# Reproducible Data Processing with Make + Docker

Avoiding reproducibility hell with dependency management and containerization

## Motivation

When performing experiments in data science and machine learning, two main blockers of initial progress are delays building/using “base code” and lack of reproducibility. Thanks to some great open source tools, you don’t have to be a software guru to circumvent these obstacles and get meaning from your data in a much smoother process.

“Hey there, I got this error when I ran your code…can you help me?”

…and it’s something facepalm-worthy. Here you are, trying to hit the ground running with a friend or colleague on an interesting idea, and you’re now side-tracked debugging a file-not-found error. Welcome back to your intro programming course!

I’m sure the owner of the code also loves nothing more than to spend a bunch of time helping someone step through these issues at a snail’s pace. The sheer euphoria you two have just shared over the promise of recent experimental results has now morphed into unspoken embarrassment and frustration that the demonstration has failed before showing any worth, whatsoever.

But it’s fine. It’s fine! Your buddy knows just where to find that missing file. You’re told that you will have it within minutes, and then you will be on your way!

“Alright, download that file — I just emailed it to you. Then run train.py, you should get 98% accuracy in 20 epochs.”

Aha! This is it! The time has come to join the ranks of esteemed data magicians, casting one keyboard spell after another, watching your data baby’s brain get progressively more advanced as it beckons for a role in a new Terminator movie! Let’s see what we get!

…yeah, we’ve all been there.

What could it be? Well, maybe it’s something obvious. I know python, and I know what your code should be doing. I’ll just pop open your train.py to poke around and…NOPE.

Don’t worry, this isn’t going to be a pinky-waving article about how to always write a software masterpiece and scoff at anything you deem insubordinate. That’s a sticky subject in general, as it’s wrought with subjectivity and competing standards. These examples aim to just emphasize how there are a myriad of ways in which we would not prefer for new experiments to start.

We’re interested in re-producing and improving on results in a convenient fashion, not stumbling to re-create past achievements. With that in mind, let’s have a look at some popular tools that can be used to streamline the start of any new ML software project: Docker and Make.

## Docker

The python ecosystem has some great features for dealing with dependencies, such as pip and virtualenv. These tools allow for one to easily get up and running according to some specification of what needs to be installed to proceed with running some code.

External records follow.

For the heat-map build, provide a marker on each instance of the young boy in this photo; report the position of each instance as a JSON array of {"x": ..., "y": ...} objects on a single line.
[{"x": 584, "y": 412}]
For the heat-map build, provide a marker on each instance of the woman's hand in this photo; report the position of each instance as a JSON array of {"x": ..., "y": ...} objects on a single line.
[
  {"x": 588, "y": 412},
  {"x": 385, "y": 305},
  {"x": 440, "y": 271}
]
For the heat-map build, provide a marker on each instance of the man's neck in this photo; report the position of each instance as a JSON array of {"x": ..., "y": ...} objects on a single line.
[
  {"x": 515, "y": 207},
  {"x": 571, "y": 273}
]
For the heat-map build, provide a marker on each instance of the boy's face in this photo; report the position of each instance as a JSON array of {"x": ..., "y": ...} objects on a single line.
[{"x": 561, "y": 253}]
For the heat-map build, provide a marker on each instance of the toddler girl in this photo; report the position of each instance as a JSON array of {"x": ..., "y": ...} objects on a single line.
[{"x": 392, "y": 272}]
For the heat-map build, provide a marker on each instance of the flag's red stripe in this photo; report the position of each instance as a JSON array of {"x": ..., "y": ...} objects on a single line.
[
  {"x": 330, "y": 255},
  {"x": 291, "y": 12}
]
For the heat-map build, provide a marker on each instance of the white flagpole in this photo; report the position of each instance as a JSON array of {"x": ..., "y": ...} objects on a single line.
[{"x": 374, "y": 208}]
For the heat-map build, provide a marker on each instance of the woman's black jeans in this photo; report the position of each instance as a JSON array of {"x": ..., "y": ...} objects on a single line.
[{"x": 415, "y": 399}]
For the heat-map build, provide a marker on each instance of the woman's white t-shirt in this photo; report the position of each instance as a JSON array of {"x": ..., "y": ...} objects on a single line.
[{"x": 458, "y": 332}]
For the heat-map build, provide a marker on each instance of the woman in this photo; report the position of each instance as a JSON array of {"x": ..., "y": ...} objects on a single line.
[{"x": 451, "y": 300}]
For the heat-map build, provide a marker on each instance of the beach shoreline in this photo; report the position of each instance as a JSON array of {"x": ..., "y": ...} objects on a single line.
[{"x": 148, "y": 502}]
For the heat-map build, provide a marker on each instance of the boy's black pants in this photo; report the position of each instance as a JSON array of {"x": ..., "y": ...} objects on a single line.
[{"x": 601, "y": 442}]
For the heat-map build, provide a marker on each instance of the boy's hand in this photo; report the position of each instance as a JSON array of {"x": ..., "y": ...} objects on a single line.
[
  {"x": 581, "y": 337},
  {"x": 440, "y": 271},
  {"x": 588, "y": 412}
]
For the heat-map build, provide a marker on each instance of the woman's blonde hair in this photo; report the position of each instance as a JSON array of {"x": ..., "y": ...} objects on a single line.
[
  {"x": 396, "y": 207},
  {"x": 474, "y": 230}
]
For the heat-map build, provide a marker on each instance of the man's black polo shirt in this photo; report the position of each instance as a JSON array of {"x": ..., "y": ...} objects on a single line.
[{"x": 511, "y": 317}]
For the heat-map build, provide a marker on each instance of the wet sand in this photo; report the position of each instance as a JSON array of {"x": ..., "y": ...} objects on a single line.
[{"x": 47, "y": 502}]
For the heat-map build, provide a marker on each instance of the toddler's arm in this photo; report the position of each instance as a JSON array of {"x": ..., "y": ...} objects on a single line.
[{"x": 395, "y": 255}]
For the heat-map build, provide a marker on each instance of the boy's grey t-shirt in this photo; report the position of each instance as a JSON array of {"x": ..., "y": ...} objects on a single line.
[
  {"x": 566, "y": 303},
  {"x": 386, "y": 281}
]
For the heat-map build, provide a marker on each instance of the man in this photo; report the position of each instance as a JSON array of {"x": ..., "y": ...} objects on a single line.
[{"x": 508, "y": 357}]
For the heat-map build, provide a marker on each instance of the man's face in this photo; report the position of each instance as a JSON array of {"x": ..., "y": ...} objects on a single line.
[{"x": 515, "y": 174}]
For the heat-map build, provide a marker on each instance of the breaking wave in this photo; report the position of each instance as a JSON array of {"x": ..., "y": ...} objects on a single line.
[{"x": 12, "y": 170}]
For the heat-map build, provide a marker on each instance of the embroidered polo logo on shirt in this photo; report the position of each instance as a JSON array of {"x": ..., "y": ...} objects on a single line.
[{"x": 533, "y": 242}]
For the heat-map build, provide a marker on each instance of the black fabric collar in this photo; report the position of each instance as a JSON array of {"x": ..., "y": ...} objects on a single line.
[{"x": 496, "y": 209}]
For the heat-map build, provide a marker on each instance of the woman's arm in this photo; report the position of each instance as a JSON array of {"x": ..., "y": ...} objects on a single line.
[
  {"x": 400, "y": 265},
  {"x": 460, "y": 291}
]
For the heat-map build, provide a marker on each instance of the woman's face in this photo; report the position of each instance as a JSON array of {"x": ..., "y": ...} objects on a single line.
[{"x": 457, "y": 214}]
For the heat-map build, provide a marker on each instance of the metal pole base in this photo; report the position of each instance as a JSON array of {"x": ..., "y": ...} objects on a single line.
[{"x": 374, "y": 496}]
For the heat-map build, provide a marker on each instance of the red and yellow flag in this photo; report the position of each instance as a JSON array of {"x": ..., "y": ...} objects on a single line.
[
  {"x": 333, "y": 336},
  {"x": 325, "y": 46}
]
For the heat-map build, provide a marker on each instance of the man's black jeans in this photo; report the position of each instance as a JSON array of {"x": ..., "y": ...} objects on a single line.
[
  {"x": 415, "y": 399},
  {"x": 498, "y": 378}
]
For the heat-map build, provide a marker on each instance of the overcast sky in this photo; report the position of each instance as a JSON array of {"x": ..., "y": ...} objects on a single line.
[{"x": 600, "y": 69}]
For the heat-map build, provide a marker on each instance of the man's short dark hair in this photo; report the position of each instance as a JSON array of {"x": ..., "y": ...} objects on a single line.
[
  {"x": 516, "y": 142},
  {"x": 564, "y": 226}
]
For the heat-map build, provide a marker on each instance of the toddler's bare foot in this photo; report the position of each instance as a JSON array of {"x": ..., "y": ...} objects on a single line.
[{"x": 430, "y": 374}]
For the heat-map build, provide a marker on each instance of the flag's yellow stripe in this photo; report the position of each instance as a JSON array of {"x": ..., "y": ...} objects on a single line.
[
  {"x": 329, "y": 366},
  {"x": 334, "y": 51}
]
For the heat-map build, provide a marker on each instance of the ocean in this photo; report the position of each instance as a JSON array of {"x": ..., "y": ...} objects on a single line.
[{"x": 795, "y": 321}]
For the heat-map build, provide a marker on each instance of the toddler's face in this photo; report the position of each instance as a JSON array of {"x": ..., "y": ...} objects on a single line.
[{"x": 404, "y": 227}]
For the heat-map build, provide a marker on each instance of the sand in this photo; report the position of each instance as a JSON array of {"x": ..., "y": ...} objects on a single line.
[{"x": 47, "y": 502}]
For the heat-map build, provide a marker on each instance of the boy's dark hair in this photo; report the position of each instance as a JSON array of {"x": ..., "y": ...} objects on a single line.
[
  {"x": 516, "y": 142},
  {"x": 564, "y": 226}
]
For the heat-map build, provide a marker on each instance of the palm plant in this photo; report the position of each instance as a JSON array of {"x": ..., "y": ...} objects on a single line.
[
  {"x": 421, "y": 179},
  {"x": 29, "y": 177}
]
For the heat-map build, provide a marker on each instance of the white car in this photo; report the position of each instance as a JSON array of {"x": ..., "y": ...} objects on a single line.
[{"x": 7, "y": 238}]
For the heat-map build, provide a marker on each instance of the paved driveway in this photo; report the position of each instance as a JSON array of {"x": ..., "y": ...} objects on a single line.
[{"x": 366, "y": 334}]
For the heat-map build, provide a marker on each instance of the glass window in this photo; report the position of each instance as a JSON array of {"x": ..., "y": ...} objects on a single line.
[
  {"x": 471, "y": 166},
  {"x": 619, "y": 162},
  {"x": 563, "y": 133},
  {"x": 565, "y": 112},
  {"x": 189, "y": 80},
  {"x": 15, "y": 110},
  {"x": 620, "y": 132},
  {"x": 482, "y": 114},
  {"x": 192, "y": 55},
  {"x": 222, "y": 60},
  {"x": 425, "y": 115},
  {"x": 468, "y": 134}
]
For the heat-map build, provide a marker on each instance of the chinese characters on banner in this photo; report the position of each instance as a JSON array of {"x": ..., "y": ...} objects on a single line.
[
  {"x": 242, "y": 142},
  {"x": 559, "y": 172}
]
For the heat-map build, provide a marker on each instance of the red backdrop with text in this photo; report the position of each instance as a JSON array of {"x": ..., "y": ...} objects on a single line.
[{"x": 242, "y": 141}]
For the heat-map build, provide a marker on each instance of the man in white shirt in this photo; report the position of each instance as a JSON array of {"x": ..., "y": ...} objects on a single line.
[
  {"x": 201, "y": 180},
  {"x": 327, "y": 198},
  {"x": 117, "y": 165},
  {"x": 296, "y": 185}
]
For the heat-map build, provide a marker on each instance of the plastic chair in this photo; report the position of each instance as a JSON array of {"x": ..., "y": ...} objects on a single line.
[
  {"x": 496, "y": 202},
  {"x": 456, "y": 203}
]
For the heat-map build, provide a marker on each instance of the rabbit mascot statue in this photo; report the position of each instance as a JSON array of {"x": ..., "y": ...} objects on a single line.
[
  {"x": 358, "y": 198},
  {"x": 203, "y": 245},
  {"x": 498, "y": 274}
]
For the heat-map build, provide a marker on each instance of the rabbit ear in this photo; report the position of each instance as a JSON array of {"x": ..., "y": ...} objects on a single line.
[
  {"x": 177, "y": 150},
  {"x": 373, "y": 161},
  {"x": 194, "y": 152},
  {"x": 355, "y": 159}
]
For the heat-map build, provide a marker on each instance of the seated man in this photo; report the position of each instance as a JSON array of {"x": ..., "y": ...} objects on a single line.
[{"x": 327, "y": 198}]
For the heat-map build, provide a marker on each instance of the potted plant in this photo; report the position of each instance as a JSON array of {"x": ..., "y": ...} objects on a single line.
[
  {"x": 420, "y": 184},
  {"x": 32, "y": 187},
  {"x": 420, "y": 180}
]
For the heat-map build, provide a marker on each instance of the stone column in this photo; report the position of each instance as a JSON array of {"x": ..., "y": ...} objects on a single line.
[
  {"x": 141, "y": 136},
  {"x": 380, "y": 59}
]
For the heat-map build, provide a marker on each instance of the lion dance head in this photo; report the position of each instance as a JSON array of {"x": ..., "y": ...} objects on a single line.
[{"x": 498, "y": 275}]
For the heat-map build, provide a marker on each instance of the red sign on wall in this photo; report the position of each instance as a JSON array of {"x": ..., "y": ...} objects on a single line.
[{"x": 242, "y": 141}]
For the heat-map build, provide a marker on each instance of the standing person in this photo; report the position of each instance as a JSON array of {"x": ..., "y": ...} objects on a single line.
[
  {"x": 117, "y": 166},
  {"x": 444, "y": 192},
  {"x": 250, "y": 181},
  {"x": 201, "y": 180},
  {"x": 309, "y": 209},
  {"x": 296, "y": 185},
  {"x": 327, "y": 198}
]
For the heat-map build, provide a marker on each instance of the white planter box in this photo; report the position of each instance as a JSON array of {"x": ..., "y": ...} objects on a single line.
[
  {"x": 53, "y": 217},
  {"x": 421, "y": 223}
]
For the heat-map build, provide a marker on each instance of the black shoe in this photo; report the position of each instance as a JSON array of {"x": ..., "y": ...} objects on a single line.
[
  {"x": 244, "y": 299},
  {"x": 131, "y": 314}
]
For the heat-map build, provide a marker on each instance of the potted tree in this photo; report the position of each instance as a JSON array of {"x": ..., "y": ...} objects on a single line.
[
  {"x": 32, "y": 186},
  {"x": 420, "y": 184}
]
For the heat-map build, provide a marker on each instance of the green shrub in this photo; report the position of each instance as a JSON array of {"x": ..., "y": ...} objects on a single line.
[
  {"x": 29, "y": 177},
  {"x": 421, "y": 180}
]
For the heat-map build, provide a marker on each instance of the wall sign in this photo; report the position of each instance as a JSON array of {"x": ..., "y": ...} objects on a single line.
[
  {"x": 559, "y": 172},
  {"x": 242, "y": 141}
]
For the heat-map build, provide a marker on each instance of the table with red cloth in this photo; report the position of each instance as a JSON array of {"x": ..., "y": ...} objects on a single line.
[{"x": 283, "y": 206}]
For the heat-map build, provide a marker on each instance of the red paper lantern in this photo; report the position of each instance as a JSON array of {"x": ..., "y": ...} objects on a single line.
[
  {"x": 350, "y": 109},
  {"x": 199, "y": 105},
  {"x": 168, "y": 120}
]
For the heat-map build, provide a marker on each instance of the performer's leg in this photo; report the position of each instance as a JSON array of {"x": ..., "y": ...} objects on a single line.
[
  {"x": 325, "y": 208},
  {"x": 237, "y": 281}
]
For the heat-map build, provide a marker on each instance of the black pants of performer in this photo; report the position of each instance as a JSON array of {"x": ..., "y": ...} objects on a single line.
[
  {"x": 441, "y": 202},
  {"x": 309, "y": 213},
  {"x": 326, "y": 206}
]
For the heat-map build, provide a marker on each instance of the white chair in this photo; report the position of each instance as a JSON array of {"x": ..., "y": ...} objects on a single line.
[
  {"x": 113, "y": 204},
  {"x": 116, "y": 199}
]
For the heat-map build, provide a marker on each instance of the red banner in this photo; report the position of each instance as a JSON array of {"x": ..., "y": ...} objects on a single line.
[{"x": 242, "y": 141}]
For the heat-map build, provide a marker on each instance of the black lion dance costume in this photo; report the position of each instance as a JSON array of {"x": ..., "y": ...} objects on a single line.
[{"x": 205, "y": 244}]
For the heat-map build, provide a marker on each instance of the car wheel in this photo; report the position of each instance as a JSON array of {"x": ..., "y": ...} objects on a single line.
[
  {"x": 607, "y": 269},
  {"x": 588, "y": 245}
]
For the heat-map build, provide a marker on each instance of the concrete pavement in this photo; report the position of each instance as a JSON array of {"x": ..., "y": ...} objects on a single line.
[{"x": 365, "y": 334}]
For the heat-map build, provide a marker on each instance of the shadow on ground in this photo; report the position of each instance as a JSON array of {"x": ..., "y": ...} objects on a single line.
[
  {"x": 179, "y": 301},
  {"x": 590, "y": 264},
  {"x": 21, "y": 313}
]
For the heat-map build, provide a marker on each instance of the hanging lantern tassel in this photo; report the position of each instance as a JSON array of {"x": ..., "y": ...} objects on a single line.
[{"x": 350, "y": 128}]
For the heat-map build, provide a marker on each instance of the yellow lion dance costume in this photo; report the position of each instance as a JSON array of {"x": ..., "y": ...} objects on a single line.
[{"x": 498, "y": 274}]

For example, say you have just come across the scikit-learn library (and it’s love at first sight, of course). You are particularly drawn to one of its demo examples, but would like to re-produce it with the data housed in a pandas DataFrame. Furthermore, another project you are working on requires an ancient version of pandas, but you would like to use features available only in a newer version. With pip and virtualenv, you have nothing to fear (…but fear itself).

# create and activate environment
virtualenv pandas_like_ml
source pandas_like_ml/bin/activate

pip install scikit-learn==0.21.1
pip install pandas==0.19.1

# the main event
python eigenfaces.py -n 20000

# we're done here, so exit the environment
source deactivate


When you learn this flow for the first time, you feel freed from the hellish existence that is dependency management. You triumphantly declare that you shall never, ever be conquered again by the wrath of a missing package or a bloated monolithic system environment. However, this unfortunately isn’t always enough…

Python environment tools fall short when the dependency is not at the language level, but at the system level.

For example, say you would like to set up your machine learning project with a MongoDB database backend. No problem! pip install pymongo and then we’re home free! Not so fast…

Well…that didn’t go as expected. Now, in addition to setting up my library dependencies, we need to also manage a library outside of python? Gah! Further delays! Time to google for the package name for mongoDB…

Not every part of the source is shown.